Bahar mevsimini sever misiniz?
Hangi baharı seversiniz mesela...
İlk Bahar, Son Bahar?!...
Bir de "İkinci Bahar" var mesela. Birçok yaşı ilerlemiş kişinin hayalindeki bahardır ikinci bahar...
İlkbaharın ilk günleri ile Sonbahar'ın son günleri, şair ve yazarlar için en verimli günlerdir. Yüreğinden geçenleri mevsimlerin bu günlerinde çok güzel ifade eder.
Ben, Sonbahar'ı sevenlerdenim...
Hele son günlerinde ağaçlar kurumuş yapraklarını döküp de rüzgârın önünde oraya buraya savrulur ya...

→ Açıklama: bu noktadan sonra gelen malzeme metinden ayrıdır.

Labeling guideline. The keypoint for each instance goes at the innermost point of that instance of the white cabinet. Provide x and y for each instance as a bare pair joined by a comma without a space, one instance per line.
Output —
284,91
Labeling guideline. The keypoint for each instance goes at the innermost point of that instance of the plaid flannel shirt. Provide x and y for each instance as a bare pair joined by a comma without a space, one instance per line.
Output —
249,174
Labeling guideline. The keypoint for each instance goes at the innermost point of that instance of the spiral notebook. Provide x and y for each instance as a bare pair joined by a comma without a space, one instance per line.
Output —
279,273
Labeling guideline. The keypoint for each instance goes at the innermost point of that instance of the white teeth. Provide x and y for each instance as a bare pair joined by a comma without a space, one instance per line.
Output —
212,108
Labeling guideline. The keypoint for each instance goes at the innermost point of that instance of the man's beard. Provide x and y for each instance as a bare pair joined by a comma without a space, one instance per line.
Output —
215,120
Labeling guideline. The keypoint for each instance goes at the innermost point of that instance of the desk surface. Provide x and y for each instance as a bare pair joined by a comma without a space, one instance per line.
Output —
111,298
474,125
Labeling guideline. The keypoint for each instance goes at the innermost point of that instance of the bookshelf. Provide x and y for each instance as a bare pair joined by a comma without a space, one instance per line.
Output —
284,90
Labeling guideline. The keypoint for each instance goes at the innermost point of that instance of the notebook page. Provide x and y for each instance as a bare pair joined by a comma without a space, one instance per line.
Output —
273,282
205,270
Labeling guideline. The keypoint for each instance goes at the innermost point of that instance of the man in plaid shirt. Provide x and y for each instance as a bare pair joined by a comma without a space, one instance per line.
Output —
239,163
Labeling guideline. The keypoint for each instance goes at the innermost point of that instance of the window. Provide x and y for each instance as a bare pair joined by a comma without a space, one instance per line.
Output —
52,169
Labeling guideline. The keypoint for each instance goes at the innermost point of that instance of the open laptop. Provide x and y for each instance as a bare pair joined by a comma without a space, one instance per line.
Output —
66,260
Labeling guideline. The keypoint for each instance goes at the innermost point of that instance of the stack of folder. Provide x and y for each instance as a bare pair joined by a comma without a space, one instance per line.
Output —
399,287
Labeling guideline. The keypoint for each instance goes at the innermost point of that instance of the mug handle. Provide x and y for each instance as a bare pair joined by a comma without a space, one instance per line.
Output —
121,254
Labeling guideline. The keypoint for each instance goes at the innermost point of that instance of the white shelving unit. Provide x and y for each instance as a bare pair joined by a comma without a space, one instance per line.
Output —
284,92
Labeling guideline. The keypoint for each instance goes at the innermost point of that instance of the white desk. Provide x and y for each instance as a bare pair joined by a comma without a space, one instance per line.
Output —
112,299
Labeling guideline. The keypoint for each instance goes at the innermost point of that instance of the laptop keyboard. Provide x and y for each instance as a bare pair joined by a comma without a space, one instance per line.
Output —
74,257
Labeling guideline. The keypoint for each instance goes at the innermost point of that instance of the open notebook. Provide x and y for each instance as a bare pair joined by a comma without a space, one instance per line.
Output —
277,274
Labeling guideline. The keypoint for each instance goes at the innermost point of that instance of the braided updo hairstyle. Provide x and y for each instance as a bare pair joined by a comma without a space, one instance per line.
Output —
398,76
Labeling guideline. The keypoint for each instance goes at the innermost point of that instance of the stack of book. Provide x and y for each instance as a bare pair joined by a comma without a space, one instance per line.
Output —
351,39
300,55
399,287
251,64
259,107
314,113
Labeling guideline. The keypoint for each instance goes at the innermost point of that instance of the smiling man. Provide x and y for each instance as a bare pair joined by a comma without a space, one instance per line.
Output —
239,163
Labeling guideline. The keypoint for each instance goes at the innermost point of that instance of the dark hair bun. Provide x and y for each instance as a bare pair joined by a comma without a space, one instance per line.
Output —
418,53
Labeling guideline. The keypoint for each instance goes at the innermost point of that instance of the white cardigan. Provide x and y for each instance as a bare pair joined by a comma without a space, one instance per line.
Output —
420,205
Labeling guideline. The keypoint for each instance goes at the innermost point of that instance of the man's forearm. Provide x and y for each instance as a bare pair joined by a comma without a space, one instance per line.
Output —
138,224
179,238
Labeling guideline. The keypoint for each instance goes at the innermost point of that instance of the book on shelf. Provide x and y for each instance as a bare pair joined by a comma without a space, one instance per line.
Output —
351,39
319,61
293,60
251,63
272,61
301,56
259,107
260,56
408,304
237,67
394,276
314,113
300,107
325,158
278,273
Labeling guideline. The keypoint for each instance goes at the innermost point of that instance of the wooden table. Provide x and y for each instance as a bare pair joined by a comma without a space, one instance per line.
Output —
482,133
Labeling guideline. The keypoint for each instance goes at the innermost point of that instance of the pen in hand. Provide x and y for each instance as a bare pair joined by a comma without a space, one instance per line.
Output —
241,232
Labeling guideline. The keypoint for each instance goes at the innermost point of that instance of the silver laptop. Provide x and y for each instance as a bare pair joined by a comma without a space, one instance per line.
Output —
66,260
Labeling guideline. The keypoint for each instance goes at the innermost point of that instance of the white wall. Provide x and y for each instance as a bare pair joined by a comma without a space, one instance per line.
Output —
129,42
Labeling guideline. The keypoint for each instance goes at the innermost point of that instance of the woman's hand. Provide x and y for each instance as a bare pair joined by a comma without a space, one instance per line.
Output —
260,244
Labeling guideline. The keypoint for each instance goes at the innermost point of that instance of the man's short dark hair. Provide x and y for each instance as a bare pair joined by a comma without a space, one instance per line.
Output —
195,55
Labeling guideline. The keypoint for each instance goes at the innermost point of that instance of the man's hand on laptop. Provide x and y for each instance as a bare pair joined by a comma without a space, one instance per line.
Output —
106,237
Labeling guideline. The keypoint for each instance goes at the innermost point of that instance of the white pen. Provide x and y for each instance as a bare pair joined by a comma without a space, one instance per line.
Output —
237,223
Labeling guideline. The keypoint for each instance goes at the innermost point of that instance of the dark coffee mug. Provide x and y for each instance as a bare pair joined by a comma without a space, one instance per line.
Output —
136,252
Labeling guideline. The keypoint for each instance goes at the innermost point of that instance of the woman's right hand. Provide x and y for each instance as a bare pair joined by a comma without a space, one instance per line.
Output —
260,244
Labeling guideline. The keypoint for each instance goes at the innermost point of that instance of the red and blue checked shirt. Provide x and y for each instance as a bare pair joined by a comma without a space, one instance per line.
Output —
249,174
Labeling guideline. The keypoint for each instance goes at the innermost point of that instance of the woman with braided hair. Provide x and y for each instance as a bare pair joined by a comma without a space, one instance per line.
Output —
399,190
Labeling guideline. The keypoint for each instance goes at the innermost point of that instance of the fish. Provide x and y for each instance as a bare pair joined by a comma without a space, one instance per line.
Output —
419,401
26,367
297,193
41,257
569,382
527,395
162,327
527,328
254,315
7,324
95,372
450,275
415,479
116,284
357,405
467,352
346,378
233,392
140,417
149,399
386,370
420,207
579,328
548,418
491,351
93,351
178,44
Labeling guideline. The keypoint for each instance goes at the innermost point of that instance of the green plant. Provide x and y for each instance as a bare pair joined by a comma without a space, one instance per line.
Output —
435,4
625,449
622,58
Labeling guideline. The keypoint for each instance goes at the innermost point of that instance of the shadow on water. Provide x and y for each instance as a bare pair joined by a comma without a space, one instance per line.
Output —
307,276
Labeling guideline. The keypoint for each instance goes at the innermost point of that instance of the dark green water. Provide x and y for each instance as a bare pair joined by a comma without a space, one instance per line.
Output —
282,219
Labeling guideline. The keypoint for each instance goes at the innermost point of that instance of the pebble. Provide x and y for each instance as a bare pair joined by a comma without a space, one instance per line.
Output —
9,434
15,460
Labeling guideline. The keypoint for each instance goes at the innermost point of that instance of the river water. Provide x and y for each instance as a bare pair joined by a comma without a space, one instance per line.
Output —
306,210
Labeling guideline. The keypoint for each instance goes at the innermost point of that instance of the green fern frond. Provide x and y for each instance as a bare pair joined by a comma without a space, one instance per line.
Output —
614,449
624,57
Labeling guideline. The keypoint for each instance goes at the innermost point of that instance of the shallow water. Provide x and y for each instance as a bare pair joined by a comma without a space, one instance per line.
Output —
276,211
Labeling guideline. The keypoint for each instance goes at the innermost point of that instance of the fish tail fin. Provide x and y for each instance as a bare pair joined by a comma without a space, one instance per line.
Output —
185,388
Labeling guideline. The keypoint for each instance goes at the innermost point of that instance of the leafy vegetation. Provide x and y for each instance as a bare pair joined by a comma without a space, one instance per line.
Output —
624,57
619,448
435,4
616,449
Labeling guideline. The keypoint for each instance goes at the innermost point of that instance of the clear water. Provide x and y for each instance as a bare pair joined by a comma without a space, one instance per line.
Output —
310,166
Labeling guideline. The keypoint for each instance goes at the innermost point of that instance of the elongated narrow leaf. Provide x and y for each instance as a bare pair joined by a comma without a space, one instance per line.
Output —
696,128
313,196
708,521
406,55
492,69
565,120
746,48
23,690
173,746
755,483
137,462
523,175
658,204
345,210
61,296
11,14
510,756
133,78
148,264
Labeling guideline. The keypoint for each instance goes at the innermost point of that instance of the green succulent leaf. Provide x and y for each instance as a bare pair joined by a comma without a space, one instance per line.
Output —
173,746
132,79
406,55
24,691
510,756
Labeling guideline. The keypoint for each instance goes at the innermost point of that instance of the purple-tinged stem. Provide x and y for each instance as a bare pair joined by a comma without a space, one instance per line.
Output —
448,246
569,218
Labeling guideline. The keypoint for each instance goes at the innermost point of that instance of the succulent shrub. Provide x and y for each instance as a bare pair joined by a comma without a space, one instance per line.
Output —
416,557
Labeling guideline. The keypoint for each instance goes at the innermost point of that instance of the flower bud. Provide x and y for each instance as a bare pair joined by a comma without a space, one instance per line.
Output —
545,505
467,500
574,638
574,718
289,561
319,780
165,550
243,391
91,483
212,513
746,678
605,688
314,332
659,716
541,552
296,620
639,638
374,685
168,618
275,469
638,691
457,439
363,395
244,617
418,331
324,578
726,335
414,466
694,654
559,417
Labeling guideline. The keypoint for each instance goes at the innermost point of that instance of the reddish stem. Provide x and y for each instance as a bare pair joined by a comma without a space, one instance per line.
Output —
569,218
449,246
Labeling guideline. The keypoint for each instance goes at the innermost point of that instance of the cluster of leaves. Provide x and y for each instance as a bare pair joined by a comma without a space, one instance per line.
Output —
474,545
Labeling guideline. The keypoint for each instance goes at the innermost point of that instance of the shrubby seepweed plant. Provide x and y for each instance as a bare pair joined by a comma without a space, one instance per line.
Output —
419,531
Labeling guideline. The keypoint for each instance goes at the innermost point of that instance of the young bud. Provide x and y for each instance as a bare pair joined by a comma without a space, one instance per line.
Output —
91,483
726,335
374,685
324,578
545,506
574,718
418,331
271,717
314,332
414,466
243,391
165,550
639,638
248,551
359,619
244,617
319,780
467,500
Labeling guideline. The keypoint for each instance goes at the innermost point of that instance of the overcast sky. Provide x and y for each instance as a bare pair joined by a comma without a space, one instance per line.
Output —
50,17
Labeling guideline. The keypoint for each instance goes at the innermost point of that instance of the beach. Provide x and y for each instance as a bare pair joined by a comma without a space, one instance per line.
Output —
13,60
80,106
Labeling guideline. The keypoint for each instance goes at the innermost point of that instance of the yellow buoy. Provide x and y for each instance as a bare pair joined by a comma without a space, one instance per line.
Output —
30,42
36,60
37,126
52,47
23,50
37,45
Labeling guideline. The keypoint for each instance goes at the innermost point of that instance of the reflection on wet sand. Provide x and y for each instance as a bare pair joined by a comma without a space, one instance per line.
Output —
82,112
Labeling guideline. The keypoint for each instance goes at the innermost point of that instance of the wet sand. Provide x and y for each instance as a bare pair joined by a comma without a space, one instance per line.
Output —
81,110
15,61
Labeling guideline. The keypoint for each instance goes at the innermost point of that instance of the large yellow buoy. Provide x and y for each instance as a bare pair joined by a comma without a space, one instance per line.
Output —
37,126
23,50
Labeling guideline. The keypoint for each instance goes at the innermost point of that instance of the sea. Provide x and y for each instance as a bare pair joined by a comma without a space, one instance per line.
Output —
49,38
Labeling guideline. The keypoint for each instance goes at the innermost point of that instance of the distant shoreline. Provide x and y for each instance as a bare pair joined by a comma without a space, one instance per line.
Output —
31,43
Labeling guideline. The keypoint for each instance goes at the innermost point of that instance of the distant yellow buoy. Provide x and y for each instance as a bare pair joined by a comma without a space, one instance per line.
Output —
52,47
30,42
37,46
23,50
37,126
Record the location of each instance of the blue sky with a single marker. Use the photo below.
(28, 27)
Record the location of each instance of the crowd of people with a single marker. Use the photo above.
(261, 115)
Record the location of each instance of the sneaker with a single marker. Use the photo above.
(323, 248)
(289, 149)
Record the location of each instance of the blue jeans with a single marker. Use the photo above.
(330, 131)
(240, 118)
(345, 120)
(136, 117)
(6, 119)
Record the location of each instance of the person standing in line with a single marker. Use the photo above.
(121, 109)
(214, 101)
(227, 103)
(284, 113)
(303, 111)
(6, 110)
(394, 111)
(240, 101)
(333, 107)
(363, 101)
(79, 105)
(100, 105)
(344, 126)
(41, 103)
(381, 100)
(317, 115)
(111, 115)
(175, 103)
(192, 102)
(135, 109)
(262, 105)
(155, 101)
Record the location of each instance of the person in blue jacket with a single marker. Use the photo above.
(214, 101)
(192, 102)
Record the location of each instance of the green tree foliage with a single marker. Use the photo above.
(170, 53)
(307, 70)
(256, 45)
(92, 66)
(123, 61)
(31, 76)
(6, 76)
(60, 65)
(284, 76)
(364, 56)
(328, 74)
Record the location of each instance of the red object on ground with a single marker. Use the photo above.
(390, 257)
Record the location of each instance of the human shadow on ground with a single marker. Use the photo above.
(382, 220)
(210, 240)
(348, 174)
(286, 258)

Bundan bir önceki döneminde yaprakların rengârenk görüntüsü…
Bir hüzündür aslında. Kış, olancan hızıyla girer hayatınıza, fark etmezsiniz. Bir de bakmışınız ki bir gün sabah, her yer bembeyaz olmuştur. Dünyanız değişir, özlediğiniz kar, sizin içinde yuvarlanmanız için hazırdır.
Bahar...
Sevilmez mi hiç!...
İlkbahar ise bir başka güzeldir. Dünyanız renklenir, güneş, her gün sabah yeniden doğarken içiniz de ısınır dünyanızda...
Son yılarda edebiyatımıza giren bir başka bahar daha var...
Hani "Bir başka bahar" deyince umutsuzluk gelir aklınıza değil mi?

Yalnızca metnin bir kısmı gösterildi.